ReactionMechanismGenerator / ARC

ARC - Automatic Rate Calculator
https://reactionmechanismgenerator.github.io/ARC/index.html
MIT License
43 stars 22 forks source link

ARC's troubleshooting: Orca's mdci error #769

Open NellyMitnik opened 2 weeks ago

NellyMitnik commented 2 weeks ago

Describe the bug For documentation purpose: While running opt job for OH specie in Orca as part of finding the frequency scaling factor project, I encountered the following error in Orce:


[file orca_mdci/mdci_state.cpp, line 1165, Process 2]: . . . aborting the run

[file orca_mdci/mdci_state.cpp, line 1165, Process 3]: . . . aborting the run

[file orca_mdci/mdci_state.cpp, line 1165, Process 4]: . . . aborting the run

[file orca_mdci/mdci_state.cpp, line 1165, Process 5]: . . . aborting the run

[file orca_mdci/mdci_state.cpp, line 1165, Process 6]: . . . aborting the run

[file orca_mdci/mdci_state.cpp, line 1165, Process 7]: . . . aborting the run

[file orca_mdci/mdci_state.cpp, line 1165, Process 8]: . . . aborting the run

[file orca_mdci/mdci_state.cpp, line 1165, Process 9]: . . . aborting the run

[file orca_mdci/mdci_state.cpp, line 1165, Process 10]: . . . aborting the run

[file orca_mdci/mdci_state.cpp, line 1165, Process 11]: . . . aborting the run

[file orca_mdci/mdci_state.cpp, line 1165, Process 12]: . . . aborting the run

[file orca_mdci/mdci_state.cpp, line 1165, Process 13]: . . . aborting the run

[file orca_mdci/mdci_state.cpp, line 1165, Process 14]: . . . aborting the run

[file orca_mdci/mdci_state.cpp, line 1165, Process 15]: . . . aborting the run

Error (ORCA_MDCI): Number of processes (16) in parallel calculation exceeds number of pairs (13)
[file orca_mdci/mdci_state.cpp, line 1165, Process 0]: . . . aborting the run

ORCA finished by error termination in MDCI
Calling Command: mpirun -np 16  /usr/local/orca-6.0.0/orca_mdci_mpi input.mdciinp.tmp input 
Check for MDCI-logfiles
[file orca_main/main_driver_opt1.cpp, line 1805]: ORCA finished with an error in the energy calculation

ARC's troubleshooting tries to rerun the job with the suggested number of "pairs" by Orca.
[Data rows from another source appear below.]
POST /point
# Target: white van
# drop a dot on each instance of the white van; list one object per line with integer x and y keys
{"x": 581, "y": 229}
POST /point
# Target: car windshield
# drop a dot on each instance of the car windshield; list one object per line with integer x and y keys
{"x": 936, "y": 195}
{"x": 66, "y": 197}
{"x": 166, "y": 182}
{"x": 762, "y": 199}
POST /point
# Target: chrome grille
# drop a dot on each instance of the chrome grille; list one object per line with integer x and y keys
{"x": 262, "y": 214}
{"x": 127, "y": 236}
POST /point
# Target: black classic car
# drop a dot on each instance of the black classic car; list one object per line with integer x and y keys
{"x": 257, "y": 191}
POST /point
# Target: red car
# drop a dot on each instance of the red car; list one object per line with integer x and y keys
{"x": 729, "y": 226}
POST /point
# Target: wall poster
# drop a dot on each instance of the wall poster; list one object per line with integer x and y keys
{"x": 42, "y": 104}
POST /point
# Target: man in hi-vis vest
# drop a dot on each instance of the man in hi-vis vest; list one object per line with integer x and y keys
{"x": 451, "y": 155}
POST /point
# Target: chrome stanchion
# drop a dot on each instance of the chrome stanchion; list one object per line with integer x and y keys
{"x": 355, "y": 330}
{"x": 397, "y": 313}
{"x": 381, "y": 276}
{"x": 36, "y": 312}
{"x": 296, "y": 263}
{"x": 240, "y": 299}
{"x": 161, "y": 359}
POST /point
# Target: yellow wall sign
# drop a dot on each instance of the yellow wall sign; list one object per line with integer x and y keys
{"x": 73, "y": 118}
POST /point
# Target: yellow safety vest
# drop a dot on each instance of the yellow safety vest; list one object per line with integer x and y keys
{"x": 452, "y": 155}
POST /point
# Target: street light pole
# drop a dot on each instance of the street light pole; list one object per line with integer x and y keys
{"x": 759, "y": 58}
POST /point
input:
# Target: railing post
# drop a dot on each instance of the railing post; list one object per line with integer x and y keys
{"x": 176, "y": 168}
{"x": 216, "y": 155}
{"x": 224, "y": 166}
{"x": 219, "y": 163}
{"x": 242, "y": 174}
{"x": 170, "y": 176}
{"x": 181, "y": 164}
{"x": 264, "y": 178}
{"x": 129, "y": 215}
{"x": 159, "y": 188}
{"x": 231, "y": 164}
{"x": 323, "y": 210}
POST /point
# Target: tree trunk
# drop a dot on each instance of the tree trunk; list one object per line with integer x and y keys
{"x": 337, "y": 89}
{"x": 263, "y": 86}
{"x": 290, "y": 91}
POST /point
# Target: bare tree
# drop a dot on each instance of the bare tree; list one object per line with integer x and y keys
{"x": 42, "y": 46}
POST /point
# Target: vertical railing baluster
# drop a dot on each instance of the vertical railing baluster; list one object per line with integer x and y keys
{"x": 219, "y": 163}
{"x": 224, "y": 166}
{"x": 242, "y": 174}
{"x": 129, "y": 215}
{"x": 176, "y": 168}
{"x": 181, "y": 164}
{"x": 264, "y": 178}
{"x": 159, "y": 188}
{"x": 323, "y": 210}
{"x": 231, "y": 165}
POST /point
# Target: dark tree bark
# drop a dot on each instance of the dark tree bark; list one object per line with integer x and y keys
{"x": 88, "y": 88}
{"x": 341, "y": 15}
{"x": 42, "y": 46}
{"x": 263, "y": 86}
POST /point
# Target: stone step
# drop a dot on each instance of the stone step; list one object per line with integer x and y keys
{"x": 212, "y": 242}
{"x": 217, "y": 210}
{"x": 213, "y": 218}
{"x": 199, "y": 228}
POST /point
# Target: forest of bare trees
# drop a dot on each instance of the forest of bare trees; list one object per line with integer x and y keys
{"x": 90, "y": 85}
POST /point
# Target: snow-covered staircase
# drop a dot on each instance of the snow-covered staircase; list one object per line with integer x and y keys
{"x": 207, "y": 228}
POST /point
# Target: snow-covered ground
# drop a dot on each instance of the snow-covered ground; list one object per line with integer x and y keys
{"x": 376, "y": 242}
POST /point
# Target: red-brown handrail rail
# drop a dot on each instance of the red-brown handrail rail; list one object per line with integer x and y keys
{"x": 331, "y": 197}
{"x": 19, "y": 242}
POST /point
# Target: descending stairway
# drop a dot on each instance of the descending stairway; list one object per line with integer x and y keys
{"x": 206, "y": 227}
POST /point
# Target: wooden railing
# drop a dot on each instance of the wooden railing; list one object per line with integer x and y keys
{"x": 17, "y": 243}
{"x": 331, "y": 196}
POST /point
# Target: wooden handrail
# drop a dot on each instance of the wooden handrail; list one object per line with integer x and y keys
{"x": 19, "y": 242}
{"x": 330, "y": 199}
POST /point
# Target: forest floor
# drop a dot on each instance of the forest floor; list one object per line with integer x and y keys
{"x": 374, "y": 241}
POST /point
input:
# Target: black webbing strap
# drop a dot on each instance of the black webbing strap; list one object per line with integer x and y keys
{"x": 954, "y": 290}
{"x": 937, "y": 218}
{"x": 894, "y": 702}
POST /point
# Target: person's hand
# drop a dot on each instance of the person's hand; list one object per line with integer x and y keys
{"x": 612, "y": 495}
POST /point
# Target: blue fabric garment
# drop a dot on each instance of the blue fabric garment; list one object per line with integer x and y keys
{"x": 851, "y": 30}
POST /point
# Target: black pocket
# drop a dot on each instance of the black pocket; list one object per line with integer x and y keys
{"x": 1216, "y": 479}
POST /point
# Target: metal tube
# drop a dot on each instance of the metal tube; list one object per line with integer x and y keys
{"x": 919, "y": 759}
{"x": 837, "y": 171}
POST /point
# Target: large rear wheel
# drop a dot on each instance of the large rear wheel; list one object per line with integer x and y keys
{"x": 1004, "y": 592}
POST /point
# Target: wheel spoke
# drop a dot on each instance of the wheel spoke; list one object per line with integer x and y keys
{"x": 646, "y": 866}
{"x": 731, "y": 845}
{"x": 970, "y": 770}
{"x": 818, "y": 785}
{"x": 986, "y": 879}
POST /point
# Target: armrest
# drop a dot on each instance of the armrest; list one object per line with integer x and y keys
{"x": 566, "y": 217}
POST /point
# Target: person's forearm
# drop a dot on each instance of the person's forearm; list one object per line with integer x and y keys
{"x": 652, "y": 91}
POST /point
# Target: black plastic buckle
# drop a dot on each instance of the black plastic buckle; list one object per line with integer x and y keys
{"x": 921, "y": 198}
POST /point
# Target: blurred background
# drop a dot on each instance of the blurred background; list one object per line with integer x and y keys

In this case, 13 ncpus.

ARC Troubleshooting Orca MDCI error: ncpus

The job with 13 ncpus, also got the same error. This enters an endless loop of failed jobs.

I tried manually, changing the number of ncpus in the input and the submit script to 10. It worked and Orca converged successfully.

Suggestion: Maybe ARC's troubleshooting should consider a slightly lower number of ncpus than suggested by Orca's error.

kfir4444 commented 2 days ago

quick follow-up, an edge case of running [H] is done as follows:

"Error (ORCA_MDCI): Number of processes (20) in parallel calculation exceeds number of pairs (0)".
Troubleshooting sp job in orca for H using 0 cpu cores.

which is obviously none-sense